Cosa significa in pratica?

  1. Attenzione ai patti di prova: devono sempre essere stipulati per iscritto e contenere l’indicazione chiara delle mansioni. In mancanza, il patto è nullo e il rapporto diventa a tempo indeterminato sin dall’inizio.

  2. Licenziamento in prova non sempre libero: se il patto è invalido, il datore non può recedere ad nutum, ma deve dimostrare una giusta causa o un giustificato motivo. In caso contrario, il licenziamento è illegittimo.

  3. Reintegra anche nei contratti a tutele crescenti: dopo la sentenza della Consulta n. 128/2024, la reintegra attenuata si applica anche ai licenziamenti per insussistenza del fatto materiale, compresi quelli derivanti da patti di prova nulli.

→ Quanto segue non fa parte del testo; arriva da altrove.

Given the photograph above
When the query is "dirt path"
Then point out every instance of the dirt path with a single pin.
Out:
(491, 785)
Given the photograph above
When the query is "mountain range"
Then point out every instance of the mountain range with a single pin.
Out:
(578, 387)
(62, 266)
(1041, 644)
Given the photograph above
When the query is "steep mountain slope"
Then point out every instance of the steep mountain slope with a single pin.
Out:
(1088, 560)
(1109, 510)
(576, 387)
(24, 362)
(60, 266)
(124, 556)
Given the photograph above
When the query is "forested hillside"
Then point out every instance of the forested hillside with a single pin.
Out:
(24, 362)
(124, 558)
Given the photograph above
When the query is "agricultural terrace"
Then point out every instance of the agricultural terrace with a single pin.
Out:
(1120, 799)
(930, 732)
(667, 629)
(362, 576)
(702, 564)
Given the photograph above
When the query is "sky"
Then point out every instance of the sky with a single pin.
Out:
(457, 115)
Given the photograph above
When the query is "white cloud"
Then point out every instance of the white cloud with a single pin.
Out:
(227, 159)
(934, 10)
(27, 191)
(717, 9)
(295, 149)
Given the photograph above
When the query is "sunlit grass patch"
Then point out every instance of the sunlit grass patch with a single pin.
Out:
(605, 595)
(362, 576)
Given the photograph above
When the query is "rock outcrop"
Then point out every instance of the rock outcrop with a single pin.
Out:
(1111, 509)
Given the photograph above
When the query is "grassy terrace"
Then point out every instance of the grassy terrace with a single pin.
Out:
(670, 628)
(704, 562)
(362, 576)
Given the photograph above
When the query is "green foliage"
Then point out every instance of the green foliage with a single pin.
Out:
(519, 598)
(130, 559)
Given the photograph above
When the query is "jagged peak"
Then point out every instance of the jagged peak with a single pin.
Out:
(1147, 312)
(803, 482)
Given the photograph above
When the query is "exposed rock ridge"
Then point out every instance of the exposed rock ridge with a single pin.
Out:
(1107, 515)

  4. Risarcimento: l’indennità va calcolata entro il limite massimo di 12 mensilità della retribuzione di riferimento, detraendo l’eventuale reddito percepito altrove dal lavoratore.

Conclusione

Questa sentenza conferma un principio chiaro: un patto di prova invalido non consente al datore di lavoro di recedere liberamente. Per le aziende è quindi essenziale redigere i patti di prova in modo corretto e conforme alla legge, indicando con precisione le mansioni. Per i lavoratori, la decisione offre una tutela concreta: se il patto è nullo, il recesso in prova è da considerarsi privo di giustificazione, con conseguente diritto alla reintegrazione (o all’indennità sostitutiva).